So I have a dilemma that I thought I would share. As I have shared previously when we were trying to get Rebecca’s biological mother to relinquish her parental rights so that we could adopt her we went to mediation. During the mediation we agreed to quarterly updates for all three kids as long as she kept her part of the agreement. She disappeared therefor it voided the mediation agreement. We tracked her down a while ago gave her another shot and she said she would like to get updates again. We agreed as long as she gave us something that we wanted which was a medical history on her and what she knew about the kid’s biological fathers. She had agreed but never got anything from her.

I found her on Facebook back in November and said that I finally found her again did she want updates again. Then nothing from her I waited a month sent another email saying I was deleting the face book account that I contacted her through. Still nothing, the holidays came and went and I had seen her on Face book again and sent one last email. Telling her I am deleting the account Friday if I did not get the information from her I was requesting.
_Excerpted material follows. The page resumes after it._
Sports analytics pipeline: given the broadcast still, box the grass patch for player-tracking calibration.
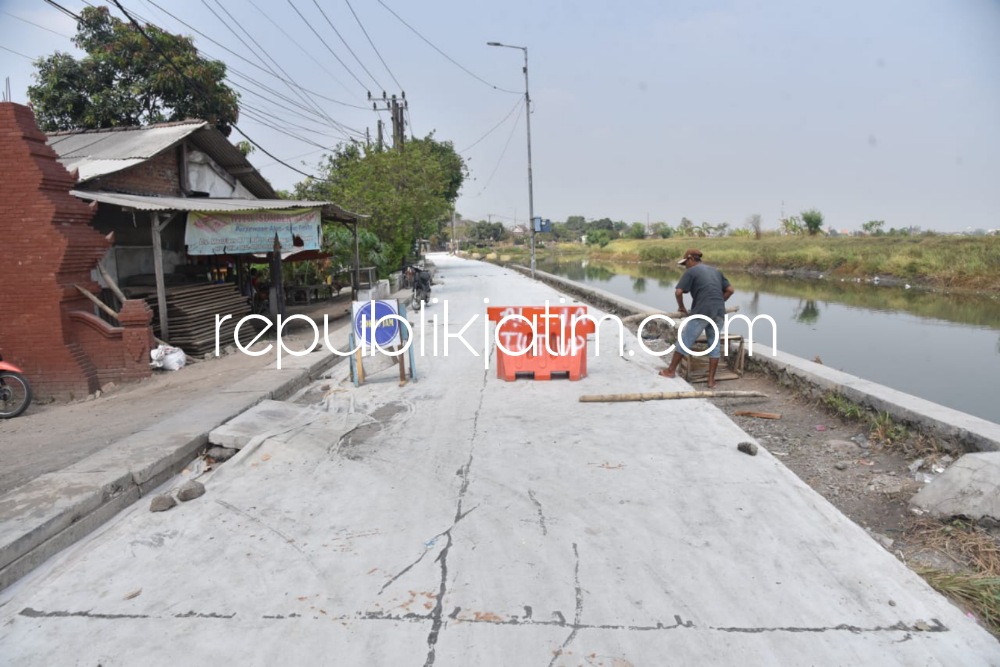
[907,519,1000,637]
[823,392,867,421]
Am I being too harsh? I just don’t get it if I was her I would want as much information as possible. I would also not have lost any pictures of the kids that I was given. She has said that she no longer has the pictures or video that we have sent her before she disappeared and wanted me to resend them. Really? If all you have is pictures I cannot imagine losing them.

How many times should I keep tracking her down? Should I just think well she does not really want information and pictures because if she did she would not disappear?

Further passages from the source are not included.